Earlier this month, we reported on a new attempt by China to offer its own graphics cards. Lisuan Tech announced its G100, a graphics card engraved in 6 nm by SMIC, whose performance was to rival NVIDIA’s RTX 4060. A bold promise whose initial results seem disappointing. But there’s a “but”: the GPU is still in the early stages of development.
A very low score for China’s first 6nm GPU!
At present, the chip’s development seems to be going well, as it has reached a functional state. Indeed, if this weren’t the case, we wouldn’t have had a result on Geekbench. This means that the tape-out phase has gone well and that the first engineering samples are in circulation, to put it simply. We’re a long way from the final chips, which should go into mass production by the end of the year, or even early next year if all goes well. In any case, the first results are not to be taken at face value, since with a score of 15,524 pts, the card takes its place at the bottom of the Geekbench database. To put it simply, it’s up against GPUs that are almost thirteen years old, such as the GTX 660 Ti. Proof that the chip isn’t ready to be launched, hardware detection is far behind. Indeed, the software only recognizes 256 MB of VRAM, a frequency of 300 MHz and 32 compute units. Of course, the exact characteristics of the chip are still unknown.
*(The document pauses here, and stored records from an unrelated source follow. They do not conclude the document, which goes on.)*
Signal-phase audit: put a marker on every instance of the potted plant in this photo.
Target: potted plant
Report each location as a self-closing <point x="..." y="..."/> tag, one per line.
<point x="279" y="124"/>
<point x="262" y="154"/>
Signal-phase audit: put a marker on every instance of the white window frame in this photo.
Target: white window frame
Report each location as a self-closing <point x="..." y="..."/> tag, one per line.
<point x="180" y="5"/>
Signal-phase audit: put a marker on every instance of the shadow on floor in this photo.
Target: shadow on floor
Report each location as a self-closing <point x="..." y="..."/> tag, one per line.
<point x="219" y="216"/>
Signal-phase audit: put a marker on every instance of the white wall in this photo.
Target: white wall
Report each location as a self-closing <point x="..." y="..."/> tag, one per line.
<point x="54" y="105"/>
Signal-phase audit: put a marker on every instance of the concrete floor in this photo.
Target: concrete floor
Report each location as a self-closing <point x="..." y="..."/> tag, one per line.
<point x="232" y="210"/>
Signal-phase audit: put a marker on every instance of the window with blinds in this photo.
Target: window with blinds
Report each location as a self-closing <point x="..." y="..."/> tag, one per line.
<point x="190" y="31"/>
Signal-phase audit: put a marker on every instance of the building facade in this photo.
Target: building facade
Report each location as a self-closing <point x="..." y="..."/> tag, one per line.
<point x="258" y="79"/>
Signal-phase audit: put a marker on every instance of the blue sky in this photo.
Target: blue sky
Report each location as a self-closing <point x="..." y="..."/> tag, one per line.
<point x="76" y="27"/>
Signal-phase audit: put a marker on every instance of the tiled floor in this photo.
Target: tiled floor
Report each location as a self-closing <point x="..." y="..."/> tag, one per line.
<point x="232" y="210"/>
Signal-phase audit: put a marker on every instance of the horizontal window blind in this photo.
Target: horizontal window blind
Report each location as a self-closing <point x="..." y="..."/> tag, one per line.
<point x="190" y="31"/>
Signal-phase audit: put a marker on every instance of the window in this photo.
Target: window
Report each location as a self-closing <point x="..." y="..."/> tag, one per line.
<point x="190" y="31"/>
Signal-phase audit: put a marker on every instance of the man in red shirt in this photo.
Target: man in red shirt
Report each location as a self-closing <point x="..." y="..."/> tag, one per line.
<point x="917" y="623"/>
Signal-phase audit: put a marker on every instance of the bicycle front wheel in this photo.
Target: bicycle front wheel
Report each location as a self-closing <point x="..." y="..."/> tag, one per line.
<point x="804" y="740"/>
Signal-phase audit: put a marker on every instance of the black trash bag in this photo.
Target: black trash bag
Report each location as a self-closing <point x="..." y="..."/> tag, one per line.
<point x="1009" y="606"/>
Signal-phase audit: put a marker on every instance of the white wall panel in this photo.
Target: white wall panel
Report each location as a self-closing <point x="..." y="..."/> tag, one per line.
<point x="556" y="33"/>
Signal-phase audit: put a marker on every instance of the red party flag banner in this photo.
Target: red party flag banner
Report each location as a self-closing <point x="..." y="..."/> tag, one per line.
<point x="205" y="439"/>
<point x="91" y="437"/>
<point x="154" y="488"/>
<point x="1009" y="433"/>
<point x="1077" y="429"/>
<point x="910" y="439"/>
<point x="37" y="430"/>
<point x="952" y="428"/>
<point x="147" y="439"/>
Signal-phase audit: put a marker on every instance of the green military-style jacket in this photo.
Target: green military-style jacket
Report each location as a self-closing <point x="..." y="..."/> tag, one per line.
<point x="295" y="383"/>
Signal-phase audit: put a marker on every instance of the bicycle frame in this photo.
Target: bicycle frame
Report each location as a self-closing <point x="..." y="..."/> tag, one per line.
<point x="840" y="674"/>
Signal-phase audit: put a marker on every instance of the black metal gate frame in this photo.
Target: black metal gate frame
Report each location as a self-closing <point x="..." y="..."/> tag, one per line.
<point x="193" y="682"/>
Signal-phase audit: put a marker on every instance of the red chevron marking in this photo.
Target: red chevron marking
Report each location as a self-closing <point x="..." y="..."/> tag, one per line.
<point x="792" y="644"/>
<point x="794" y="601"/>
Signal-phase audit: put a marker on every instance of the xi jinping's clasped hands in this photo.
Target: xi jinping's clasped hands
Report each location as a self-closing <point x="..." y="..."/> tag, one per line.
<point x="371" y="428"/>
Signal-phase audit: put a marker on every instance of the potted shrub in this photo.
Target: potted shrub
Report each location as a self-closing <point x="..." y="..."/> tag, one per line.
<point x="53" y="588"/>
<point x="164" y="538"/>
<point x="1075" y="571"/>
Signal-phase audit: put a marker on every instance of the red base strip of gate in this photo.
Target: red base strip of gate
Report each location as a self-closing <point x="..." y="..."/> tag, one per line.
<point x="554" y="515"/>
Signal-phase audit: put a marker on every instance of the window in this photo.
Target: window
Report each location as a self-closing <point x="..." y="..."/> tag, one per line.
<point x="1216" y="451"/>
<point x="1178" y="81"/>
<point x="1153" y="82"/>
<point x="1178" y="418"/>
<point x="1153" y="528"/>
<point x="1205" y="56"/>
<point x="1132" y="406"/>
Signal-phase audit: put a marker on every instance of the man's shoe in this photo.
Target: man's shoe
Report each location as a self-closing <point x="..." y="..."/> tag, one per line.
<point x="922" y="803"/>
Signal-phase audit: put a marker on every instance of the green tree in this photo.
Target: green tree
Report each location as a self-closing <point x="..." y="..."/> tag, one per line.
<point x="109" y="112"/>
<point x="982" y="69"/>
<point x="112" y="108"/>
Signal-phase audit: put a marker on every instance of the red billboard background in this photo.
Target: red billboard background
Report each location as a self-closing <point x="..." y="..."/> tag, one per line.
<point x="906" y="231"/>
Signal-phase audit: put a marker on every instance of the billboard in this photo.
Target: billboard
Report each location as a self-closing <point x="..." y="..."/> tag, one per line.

All we know is that it will be based on an in-house architecture called TrueGPU, while the etching is in 6 nm, presumably from SMIC, a Chinese foundry. In short, this is yet another attempt by China to gain its technological independence from the Americans. As you know, the USA is becoming increasingly restrictive when it comes to exporting high-performance graphics cards and semiconductor-related equipment. In this context, they have no choice but to develop their autonomy!